When you install the valve body there are seven attaching bolts. When installing the valve body you need to pay attention to a couple things. Make sure the shift lever sits in the spool valve slot and the steel tube on the valve-body slips into the hole in the case. Both of these have to be lined up when you install it. Torque the bolts down and you are ready to continue.

Next up is the low band adjustment. Turn the adjusting bolt in and tighten it to 72 in/lbs. Then back it out 3 ¾ turns. I recommend adjusting the band every 15 –20 runs. Some racers say this is not needed. Some racers think this is probably to often. It is a simple operation and I choose to do it and recommend my customers do the same.

Front Pump and Final Assembly.
Now you are getting close to being done. Look over your work bench and makes sure you haven’t “forgotten” something. Just take a few minutes and make sure you don’t have a “spare” seal, thrust washer or spring lying on the workbench.

The front pump needs to have the two sealing rings installed as does the input shaft. I fill the ring grooves with trans assembly gel and when I put the rings in the groove the gel holds them in place and makes them easy to install. If you nick one or see a flaw in it, get a new one. They are cheap and at the same time, very important to the operation of the transmission.

I take a couple 3” long - 5/16” NC bolts, cut the head off and round off the end so I can use them as alignment pins to sit the pump down on.

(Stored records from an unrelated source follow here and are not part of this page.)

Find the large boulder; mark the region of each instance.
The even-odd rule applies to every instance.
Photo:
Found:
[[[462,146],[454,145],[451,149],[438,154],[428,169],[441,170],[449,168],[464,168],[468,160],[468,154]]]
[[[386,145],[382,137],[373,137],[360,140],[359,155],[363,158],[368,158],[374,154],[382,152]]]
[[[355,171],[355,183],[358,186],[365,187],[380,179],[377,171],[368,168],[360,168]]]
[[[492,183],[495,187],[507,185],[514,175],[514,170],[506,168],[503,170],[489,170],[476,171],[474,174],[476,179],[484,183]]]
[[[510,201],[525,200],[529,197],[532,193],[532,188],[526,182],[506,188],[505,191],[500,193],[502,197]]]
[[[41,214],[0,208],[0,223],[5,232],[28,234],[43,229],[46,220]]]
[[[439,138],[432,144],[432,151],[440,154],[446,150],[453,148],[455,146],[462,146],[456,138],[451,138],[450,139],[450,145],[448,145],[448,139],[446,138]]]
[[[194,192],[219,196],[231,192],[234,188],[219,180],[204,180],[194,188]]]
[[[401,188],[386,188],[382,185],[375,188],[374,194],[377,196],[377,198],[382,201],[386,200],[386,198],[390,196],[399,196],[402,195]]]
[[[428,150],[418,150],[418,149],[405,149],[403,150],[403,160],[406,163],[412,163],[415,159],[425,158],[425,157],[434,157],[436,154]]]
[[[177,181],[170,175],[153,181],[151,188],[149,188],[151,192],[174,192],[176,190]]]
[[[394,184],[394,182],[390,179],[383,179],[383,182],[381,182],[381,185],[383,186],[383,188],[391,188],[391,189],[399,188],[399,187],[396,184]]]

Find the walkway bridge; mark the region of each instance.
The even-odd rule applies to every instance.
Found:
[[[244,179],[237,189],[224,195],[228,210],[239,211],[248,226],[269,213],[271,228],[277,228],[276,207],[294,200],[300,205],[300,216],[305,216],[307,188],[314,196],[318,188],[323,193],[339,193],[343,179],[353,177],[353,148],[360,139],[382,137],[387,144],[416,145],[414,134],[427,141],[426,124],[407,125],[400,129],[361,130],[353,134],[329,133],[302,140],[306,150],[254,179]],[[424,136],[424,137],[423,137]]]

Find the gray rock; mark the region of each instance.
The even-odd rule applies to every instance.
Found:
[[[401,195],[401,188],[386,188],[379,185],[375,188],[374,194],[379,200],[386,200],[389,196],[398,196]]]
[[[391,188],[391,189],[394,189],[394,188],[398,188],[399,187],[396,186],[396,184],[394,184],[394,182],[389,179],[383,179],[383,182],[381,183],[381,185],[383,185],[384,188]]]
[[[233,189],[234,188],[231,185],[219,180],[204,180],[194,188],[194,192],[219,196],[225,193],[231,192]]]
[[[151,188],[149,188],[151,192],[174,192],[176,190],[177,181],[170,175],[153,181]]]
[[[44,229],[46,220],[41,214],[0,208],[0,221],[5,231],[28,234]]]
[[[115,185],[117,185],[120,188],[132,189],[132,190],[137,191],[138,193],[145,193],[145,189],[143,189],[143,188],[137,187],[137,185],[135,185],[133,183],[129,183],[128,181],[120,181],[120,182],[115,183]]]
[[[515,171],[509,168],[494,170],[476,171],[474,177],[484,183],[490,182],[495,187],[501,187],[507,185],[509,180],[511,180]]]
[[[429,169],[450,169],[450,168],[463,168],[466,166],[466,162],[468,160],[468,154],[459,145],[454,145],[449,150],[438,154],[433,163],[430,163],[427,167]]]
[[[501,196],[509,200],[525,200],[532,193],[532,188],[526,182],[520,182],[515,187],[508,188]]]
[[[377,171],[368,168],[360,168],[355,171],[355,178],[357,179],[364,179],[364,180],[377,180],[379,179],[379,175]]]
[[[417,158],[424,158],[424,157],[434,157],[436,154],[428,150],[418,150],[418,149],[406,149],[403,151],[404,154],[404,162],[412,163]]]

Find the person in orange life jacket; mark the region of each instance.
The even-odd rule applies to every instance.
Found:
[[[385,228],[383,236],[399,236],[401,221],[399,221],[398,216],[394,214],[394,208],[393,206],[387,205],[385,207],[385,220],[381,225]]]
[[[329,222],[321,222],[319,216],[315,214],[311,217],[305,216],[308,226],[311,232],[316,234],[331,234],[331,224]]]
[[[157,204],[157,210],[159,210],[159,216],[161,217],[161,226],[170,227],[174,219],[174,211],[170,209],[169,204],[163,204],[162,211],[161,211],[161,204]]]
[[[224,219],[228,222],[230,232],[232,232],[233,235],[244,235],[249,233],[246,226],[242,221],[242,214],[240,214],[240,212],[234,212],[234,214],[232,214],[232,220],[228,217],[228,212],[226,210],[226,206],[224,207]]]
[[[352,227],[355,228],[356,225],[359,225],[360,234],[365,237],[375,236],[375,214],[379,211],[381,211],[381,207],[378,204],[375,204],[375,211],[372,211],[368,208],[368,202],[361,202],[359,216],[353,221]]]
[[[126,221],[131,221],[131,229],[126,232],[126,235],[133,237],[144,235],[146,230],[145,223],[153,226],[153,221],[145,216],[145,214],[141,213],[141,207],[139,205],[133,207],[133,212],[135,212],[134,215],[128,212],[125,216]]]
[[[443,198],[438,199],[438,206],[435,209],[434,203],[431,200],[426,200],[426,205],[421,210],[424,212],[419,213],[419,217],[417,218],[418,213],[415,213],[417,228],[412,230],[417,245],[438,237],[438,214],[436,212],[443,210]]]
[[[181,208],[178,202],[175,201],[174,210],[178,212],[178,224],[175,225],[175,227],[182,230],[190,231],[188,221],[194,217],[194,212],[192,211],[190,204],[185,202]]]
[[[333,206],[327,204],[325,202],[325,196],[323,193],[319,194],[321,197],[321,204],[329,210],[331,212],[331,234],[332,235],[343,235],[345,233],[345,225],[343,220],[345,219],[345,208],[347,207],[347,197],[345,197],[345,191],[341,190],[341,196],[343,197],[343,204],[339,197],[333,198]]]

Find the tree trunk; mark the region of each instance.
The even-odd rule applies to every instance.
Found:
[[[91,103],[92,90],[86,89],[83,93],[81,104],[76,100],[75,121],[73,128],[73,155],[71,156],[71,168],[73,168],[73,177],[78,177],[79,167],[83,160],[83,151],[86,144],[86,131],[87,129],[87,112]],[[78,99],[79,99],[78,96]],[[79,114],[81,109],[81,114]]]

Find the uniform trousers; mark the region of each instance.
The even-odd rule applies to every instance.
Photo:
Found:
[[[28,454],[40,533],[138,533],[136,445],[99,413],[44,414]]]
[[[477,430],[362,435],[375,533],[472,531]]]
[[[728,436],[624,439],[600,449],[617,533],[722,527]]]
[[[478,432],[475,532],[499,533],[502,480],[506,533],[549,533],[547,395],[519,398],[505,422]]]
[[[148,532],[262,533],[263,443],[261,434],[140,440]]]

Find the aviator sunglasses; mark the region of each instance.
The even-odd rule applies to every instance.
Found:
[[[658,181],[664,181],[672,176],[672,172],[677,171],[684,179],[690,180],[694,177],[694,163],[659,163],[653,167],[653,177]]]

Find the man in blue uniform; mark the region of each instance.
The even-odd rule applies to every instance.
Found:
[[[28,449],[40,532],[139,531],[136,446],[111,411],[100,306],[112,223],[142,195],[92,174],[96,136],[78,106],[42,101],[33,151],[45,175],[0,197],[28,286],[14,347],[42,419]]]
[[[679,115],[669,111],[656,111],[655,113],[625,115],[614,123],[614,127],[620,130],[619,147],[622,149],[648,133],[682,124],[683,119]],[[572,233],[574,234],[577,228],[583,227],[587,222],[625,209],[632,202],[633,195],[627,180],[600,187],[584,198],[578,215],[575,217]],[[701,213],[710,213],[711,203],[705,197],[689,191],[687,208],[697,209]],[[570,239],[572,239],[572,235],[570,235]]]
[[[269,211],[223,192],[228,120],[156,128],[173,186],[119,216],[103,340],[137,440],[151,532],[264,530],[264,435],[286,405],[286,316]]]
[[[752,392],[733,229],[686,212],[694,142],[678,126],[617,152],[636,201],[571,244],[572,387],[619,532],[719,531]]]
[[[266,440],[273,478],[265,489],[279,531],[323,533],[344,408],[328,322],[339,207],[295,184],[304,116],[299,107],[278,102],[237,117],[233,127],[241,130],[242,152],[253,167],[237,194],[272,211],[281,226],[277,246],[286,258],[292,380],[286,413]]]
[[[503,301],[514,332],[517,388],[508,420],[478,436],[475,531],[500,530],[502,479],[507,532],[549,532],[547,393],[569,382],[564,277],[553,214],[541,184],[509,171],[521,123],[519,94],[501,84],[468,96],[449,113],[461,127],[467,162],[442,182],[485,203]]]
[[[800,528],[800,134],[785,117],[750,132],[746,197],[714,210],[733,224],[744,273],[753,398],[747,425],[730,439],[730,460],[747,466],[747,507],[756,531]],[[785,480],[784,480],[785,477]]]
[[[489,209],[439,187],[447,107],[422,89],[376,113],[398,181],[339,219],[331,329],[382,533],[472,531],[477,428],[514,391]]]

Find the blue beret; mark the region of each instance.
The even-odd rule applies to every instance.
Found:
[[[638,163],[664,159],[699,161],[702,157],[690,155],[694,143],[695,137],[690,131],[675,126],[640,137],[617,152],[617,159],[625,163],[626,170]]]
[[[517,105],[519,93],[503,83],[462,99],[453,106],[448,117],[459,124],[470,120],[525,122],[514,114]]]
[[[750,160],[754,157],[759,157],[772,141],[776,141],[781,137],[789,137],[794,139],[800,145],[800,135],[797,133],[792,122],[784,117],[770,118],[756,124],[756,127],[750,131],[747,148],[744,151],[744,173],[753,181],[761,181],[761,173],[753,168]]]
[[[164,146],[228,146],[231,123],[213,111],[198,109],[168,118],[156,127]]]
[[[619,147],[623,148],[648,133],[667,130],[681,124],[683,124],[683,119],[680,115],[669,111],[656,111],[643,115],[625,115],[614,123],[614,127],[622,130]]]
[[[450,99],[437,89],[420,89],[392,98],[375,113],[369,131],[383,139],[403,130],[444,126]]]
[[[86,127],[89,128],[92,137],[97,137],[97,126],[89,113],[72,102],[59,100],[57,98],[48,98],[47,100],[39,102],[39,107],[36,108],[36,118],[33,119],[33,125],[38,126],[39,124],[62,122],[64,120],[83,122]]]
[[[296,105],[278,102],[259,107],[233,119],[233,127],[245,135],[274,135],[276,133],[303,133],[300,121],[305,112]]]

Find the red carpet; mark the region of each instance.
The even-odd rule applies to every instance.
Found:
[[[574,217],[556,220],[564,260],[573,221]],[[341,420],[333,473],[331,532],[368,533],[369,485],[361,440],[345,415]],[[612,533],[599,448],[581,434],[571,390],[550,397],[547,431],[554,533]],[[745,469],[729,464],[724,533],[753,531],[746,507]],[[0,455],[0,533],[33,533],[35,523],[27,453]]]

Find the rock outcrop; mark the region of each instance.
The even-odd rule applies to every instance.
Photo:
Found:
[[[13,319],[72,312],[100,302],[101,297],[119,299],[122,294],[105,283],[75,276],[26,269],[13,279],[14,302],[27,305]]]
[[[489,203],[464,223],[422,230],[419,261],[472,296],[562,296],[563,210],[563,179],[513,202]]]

This helps keep the pump gasket in place and centers the pump as it goes in so the sealing rings slide into the high drum easily.

Put the large O-ring on the pump, make sure it is not twisted and coat it liberally with assembly lube. As you slide it over the alignment pins keep it as level as possible. Put the special washers or O-rings on the pump bolts and tighten them up in a criss-cross pattern. Final torque is 18 to 20 ft./lbs.

If everything slid into place correctly you will have a leak-free front pump.
(If you are using a J-W Ultra-Bell they have special front bolts and O-rings. Follow their instructions and you will have no problems).

Next up is the oil filter installation on the valve body. If you have a deep pan you need a matching oil filter extension to lower the filter into the deeper sump. I recommend the screen type filter over the woven cloth style. The screen can be washed off during regular maintenance or if you are at the track and have the pan off for something.